By Bill Hudson, WCCO-TV

PINE RIDGE, S.D. (WCCO) -- Five hundred miles west of the Twin Cities is the sprawling Pine Ridge Indian Reservation in South Dakota. It is one of the poorest and most depressed parts of America, where poverty is deep, alcoholism affects eight of 10 families and 70 percent of its children never finish school.

It's also a place where Lyle Dillon, his wife and five children call home.

"It ain't much but it's something," Dillon said, as he leads WCCO reporter Bill Hudson and photojournalist Dave Wertheimer through the family's small home.

The home sits among a handful of others near the small town of Batesland, S.D. A local mini-mart and a few other scattered buildings, some abandoned, dot the wide-open prairie.

But this is where Dillon and his family scrape out a living, and to them, it's the only life they've known.

Dillon admits that life here is littered with danger, saying, "There's a lot of alcohol, you name it, drugs and all that stuff. It's kinda hard for me."

It's also hard for his 9-year-old daughter, Donna Jo. She's a little girl with a big job -- often left home alone to care for her two younger sisters.

Donna Jo walks past the shell of what was the family's van and recalls the day her younger sibling started it on fire.

"She burned the van in a fire cause she knows how to start lighters," said Donna Jo.

Accidents, alcohol and suicide contribute to Pine Ridge's average life expectancy of just 48 years. Even kids like Donna Jo can sense the pain and the struggle here.

Looking around, Donna Jo reflects, "once it's school it's fun -- and once its vacation, I hate it!"

But what she does like is capturing her sense of place on film. Holding her fingers in the shape of a box, Donna Jo says, "I know how to make a camera, look it!"

She's been photographing life on the reservation through a creative project brought to Pine Ridge by Christia Jermiin-Dieserud.

"I am from Denmark, I live in Denmark, Scandinavia," Jermiin-Dieserud explained.

A few years ago she was visiting the Black Hills and heard about the poverty gripping the people living on the nearby Pine Ridge Indian Reservation. The Danish photojournalist was immediately intrigued by what she was learning and felt compelled to visit.

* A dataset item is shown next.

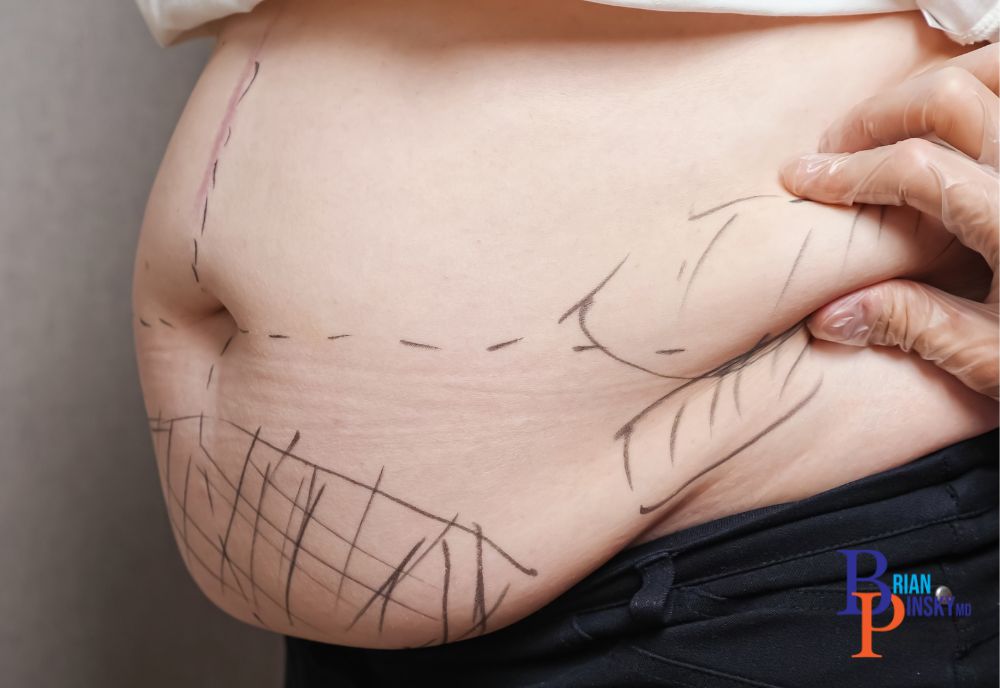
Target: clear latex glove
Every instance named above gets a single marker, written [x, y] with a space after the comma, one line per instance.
[872, 155]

That's where she met Donna Jo and the many other children with stories to tell. Jermiin-Dieserud decided to let the children tell their own stories.

"And my idea was to see the world through the children's eyes," she said.

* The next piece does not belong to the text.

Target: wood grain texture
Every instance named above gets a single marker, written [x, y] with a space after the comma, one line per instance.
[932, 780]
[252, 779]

It's grown into a photographic workshop she calls, "Heart of the Old West." It is a photographic exhibit that taps in a very powerful way both the pride and the poverty of Pine Ridge.

Jermiin-Dieserud does that by giving children like Donna Jo simple, little disposable cameras and letting them loose to capture life as they live it!

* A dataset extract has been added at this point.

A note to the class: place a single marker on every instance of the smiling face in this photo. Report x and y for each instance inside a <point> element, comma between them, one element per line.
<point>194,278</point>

She gives the kids simple instructions on matters of composition and subject.

"Something that means something to you or pictures telling a story," Jermiin-Dieserud explained.

And some of the most telling are taken by 9-year old, Donna Jo. In one image is her self portrait, standing outside the family home. Others capture the breathtaking beauty of the prairie landscape or the stark contrast of abandonment.

In either case, it's a "visual" language that can be understood whether Dakota or Dane. These innocent, often powerful images of family and friends, hardship and hope.

As Jermiin-Dieserud explains, "I think you should see the pictures and make up your mind yourself ... They are not trying to focus on the ugliness or the poverty, they are just picturing life as they see it."

It is a life that's caught between keeping true to a culture and finding a way out. That is Lyle Dillon's dream for his picture snapping little girl.

Dillon chokes up and says, "I will always love her -- she's a good girl!"

Regardless of what develops from the children's photography project, Jermiin-Dieserud is touching lives and tapping young talents.

"It will show the kids that they are talented and that their artworks are something they can be proud of," she said.

And somewhere along the way, it is giving this special nine-year old a reason to look beyond dirt roads and desolation -- past a place where hope too often ends.